The definitive guidelines on theft offences were issued on 6 October 2015 and came into force on 1 February 2016. The following offences are covered by the guidelines:
- General theft, including:
- Theft from the person
- Theft in a dwelling
- Theft in breach of trust
- Theft from a motor vehicle
- Theft of a motor vehicle
- Theft of a pedal bicycle
- All other s1 Theft Act 1968 offences, excluding theft from a shop or stall
- Theft from a shop or stall
- Handling stolen goods
- Going equipped for theft and burglary
- Abstracting electricity
- Making off without payment
The consultation on the draft guidelines for theft offences was open from 3 April to 26 June 2014. There were 92 responses.
The table below sets out some examples of changes made to the guidelines following our consultation.

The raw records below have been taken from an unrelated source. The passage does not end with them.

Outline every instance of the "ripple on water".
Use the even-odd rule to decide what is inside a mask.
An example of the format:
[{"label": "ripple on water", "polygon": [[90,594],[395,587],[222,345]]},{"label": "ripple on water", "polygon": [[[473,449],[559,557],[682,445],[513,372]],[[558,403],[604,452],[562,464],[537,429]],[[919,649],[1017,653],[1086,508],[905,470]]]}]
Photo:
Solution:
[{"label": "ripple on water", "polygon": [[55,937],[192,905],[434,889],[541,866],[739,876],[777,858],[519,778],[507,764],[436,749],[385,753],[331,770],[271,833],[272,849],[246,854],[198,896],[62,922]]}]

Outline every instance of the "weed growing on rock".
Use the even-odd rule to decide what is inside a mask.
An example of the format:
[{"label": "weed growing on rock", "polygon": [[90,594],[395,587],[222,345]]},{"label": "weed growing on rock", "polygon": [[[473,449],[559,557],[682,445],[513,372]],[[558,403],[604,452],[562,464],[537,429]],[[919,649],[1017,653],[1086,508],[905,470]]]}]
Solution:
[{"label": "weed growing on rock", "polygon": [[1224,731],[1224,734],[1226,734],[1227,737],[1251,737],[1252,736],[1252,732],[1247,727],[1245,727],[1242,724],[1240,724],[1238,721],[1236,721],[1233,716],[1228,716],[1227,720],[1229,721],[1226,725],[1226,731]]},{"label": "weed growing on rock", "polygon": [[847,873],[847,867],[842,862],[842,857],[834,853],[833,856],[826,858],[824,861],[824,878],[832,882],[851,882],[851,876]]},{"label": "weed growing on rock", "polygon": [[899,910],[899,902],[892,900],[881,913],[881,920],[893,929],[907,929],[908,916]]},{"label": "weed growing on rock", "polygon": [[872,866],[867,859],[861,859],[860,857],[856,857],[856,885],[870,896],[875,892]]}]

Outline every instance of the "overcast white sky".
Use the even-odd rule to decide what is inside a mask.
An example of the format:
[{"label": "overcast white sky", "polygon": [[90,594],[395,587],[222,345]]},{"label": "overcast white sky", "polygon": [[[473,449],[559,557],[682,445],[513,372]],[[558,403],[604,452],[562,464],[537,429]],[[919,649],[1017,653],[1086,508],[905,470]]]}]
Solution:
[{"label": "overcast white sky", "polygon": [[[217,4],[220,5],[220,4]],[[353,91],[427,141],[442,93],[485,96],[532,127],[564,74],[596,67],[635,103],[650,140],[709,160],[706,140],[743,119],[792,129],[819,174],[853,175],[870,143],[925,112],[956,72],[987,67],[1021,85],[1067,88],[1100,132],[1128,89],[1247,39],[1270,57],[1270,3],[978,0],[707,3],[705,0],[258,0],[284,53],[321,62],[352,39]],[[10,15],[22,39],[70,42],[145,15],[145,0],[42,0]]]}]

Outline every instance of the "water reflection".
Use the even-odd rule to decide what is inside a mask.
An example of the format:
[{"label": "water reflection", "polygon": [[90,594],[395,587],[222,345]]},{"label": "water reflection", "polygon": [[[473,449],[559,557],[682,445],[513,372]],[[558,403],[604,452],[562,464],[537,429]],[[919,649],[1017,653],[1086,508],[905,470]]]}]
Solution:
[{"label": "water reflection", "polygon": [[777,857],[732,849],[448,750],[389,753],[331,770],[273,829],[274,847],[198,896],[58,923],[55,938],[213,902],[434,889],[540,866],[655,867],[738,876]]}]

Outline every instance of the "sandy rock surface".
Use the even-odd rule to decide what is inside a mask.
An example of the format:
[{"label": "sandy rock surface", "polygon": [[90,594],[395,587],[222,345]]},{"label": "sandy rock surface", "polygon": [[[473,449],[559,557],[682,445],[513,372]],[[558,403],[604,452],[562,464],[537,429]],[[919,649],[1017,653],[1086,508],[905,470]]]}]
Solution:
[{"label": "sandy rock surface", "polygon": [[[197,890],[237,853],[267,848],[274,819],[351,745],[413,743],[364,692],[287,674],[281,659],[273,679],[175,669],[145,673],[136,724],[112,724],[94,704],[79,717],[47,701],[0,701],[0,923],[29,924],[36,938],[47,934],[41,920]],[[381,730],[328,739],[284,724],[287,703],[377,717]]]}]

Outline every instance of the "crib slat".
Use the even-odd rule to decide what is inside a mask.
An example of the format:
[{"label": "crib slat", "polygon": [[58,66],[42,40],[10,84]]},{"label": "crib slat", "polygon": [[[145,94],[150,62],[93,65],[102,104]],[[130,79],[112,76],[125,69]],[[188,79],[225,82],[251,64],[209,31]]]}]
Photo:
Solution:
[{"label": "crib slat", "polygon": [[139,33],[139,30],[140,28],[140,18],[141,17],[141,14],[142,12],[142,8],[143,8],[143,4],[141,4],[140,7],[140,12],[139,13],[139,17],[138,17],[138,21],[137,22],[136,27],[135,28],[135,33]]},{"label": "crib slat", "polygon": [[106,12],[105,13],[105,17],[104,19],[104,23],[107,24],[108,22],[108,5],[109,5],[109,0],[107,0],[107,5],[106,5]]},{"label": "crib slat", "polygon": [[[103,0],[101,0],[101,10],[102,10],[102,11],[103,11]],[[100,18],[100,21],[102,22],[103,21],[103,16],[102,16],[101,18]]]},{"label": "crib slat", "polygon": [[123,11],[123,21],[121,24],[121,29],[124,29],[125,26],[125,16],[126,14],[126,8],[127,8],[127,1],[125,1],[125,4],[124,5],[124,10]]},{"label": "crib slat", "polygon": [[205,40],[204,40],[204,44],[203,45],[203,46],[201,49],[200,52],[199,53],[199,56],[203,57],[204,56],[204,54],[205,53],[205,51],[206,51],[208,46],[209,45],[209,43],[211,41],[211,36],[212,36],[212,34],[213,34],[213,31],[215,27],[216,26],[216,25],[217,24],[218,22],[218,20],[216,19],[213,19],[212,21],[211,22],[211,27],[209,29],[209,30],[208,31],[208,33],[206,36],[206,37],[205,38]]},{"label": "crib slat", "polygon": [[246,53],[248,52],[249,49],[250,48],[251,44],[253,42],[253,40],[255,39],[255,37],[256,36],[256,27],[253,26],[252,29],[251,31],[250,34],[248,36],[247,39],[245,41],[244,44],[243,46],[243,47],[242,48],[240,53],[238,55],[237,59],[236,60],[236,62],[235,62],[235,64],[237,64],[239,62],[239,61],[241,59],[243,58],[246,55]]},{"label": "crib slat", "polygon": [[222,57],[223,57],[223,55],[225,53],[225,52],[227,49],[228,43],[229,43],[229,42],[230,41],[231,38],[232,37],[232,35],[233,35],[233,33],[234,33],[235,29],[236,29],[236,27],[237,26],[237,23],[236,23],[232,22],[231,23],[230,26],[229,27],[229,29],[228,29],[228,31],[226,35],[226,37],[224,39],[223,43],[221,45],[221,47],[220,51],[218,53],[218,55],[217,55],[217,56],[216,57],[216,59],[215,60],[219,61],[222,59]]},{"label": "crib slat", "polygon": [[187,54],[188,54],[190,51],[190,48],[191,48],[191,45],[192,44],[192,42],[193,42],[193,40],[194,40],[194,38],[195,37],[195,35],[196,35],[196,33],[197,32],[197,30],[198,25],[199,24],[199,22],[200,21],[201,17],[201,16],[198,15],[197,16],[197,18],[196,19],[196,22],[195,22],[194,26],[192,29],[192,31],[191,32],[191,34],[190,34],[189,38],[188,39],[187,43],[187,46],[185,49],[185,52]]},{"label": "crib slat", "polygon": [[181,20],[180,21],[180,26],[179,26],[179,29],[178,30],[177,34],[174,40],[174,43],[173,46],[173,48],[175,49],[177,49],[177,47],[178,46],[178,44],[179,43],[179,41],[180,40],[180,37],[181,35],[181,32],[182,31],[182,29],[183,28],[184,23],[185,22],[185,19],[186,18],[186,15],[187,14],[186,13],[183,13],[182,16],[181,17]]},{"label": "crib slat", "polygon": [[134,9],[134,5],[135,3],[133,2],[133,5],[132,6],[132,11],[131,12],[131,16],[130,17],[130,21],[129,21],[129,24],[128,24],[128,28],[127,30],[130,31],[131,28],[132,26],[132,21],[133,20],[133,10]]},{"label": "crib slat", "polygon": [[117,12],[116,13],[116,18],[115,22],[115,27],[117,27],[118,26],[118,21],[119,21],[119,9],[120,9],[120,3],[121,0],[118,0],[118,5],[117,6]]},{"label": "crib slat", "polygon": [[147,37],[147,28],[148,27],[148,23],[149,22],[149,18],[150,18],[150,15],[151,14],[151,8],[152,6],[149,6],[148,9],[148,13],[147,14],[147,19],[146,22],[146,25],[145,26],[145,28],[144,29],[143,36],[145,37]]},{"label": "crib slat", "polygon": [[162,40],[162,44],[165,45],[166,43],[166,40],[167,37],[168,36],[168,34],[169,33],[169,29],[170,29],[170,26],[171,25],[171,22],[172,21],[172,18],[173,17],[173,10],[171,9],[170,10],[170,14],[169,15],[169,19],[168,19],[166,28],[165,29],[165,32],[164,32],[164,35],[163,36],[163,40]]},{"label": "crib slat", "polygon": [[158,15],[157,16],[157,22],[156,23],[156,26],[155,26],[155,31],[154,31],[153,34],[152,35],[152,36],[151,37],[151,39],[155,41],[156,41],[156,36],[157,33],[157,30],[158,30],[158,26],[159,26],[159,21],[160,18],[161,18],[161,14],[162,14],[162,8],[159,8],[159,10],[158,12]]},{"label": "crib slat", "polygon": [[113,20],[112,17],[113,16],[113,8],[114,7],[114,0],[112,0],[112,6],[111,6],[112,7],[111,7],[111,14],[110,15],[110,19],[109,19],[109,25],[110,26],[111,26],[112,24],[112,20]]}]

This “We asked, you said…” format suits some examples better than others and it would not be possible to represent some of the more complex points in this format. For a full and detailed explanation of the consultation process, please read the consultation response document.
|We asked:||You said:||We did:|
|Issue 1||– is it clear how additional harm caused by theft offences should be considered within the guidelines?||– the decision to consider the wider impact of thefts on victims is right, but the process to assess harm could be clearer||– removed the old complex assessment of harm which involved two steps and replaced it with a clearer, combined assessment of harm|
|Issue 2||– whether the guidelines gave enough guidance to sentencers||– guidance could be expanded||– the definitive guideline prompts sentencers to consider alcohol and mental health treatment requirements in appropriate cases in addition to the guidance which already encouraged sentencers to consider a drug rehabilitation requirement for those with a drug addition|
|Issue 3||– about the wording of culpability factors||– some of the wording such as ‘opportunistic’ offences was ambiguous||– revised some of the ambiguous wording: ‘opportunistic’ offences are now described as offences involving ‘little or no planning’|
To support the guidelines and consultations, the Council also publishes a range of documents. These documents may include consultation responses, statistical bulletins, resource and equality impact assessments and guideline assessments.